Lors de ce même Congrès des maires et présidents d'EPCI, le ministre délégué aux Collectivités territoriales, Brice Hortefeux, a affirmé la volonté gouvernementale de mettre en oeuvre des solutions aux principales critiques et annoncé une circulaire aux préfets pour passer à "un nouvel âge de l'intercommunalité". La circulaire n'a guère tardé puisqu'elle fut envoyée aux représentants de l'Etat dès le 23 novembre 2005. Son contenu apparaît clairement inspiré des recommandations du rapport de la Cour des comptes dont les grandes lignes étaient connues depuis des mois.
2. La volonté de consolider l'intercommunalité
La circulaire se compose d'un document succinct de deux pages complété par des annexes : une série de huit fiches pratiques. La volonté exprimée a pour objectif de consolider la démarche intercommunale par l'amélioration du mode de constitution et de fonctionnement des EPCI. La relance de la rationalisation et de la simplification de l'intercommunalité s'appuie essentiellement sur les préfets et les moyens dont ils ont été dotés par la loi précitée du 12 juillet 1999 (loi "Chevènement"), complétée par celle du 13 août 2004 (loi n° 2004-809 du 13 août 2004, relative aux libertés et responsabilités locales N° Lexbase : L0835GT4). Quatre axes prioritaires sont définis dans cet objectif : rationalisation des périmètres, définition de l'intérêt communautaire, exercice effectif des compétences transférées et clarification des relations financières entre les EPCI et les communes.
3. Le contenu de la circulaire
a. Un schéma d'orientation pour des périmètres pertinents
Les préfets ont la charge d'évaluer la pertinence de la carte intercommunale dans leur département. A cette fin, ils doivent élaborer, avant le 30 juin 2006, un schéma d'orientation de l'intercommunalité. Ce dispositif, non fondé sur une base légale, n'est pas contraignant : il est "un instrument concerté de proposition et de dialogue s'inscrivant dans une perspective d'évolution à moyen terme de la carte intercommunale". Ce schéma d'orientation est défini en association avec les élus concernés et avec l'appui de la Commission départementale de la coopération intercommunale (CDCI). Ce document dresse, d'abord, un bilan de la mise en oeuvre locale de l'intercommunalité. Ensuite, dans un but de cohérence et de lisibilité, il recense les évolutions souhaitables de la carte intercommunale : propositions de fusions et élargissements de périmètres. Si le ministre délégué avait mentionné dans ses interventions l'inadéquation de communautés de communes inférieures à 5 000 habitants, la circulaire en revanche n'indique aucun seuil.

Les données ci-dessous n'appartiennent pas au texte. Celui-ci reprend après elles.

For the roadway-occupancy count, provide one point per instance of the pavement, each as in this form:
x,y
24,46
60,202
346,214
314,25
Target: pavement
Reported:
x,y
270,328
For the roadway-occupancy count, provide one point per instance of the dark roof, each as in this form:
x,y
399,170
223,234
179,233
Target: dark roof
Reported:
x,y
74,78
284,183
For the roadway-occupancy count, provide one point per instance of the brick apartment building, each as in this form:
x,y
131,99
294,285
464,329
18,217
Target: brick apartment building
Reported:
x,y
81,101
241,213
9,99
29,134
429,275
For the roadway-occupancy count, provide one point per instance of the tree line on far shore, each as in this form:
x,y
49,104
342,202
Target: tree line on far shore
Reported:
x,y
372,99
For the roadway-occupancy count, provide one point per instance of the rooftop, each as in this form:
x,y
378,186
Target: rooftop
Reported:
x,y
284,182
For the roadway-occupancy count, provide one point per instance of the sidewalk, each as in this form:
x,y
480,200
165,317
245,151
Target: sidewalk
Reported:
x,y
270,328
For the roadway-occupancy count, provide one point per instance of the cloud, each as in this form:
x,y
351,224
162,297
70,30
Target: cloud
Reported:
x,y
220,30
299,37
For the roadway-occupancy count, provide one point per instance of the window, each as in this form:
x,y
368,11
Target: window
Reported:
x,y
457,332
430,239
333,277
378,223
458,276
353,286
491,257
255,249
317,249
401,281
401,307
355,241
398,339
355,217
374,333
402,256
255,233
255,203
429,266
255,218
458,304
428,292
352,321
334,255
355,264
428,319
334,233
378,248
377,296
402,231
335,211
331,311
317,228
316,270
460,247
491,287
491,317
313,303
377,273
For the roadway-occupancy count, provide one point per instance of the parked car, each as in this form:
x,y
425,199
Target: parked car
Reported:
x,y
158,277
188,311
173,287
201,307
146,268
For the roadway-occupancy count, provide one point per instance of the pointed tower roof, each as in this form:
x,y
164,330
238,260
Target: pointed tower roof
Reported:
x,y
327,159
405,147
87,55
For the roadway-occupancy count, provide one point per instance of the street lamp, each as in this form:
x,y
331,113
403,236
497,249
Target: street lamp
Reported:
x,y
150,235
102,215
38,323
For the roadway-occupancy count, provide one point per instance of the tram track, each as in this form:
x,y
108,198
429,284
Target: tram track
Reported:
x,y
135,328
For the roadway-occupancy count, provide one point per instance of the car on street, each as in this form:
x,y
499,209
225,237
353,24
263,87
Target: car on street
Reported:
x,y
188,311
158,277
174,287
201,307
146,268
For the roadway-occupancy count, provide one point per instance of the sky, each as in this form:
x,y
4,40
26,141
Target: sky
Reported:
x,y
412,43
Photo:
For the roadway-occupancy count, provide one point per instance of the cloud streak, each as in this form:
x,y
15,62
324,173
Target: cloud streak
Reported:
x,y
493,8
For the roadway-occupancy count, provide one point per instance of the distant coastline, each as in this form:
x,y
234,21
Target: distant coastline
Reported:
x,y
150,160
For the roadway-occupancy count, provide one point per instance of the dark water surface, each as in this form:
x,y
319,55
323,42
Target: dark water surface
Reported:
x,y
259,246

b. Des critères objectifs de définition de l'intérêt communautaire
La circulaire insiste particulièrement sur ce point puisque cette définition est nécessaire à l'exercice effectif des compétences transférées aux EPCI à fiscalité propre. La circulaire, au travers de ses trois premières fiches, contribue à donner un mode d'emploi de la définition de l'intérêt communautaire.
- Modalités de définition. L'intérêt communautaire, dans une logique de subsidiarité, permet de départager, au sein d'une compétence transférée, les actions demeurant de la compétence des communes membres de celles qui ont vocation à être mises en oeuvre par l'EPCI. La circulaire rappelle la différence de modalités de définition selon le type d'EPCI à fiscalité propre. Dans les communautés de communes, cette définition est approuvée par délibérations concordantes des conseils municipaux des communes membres. La circulaire, par souci de transparence, recommande aux préfets de prendre un arrêté pour l'intégrer aux statuts de ces EPCI. Dans les communautés d'agglomération et les communautés urbaines, cette définition relève directement du conseil communautaire, à la majorité des deux tiers de ses membres. La circulaire rappelle que cette majorité est calculée en référence à l'effectif total du conseil communautaire.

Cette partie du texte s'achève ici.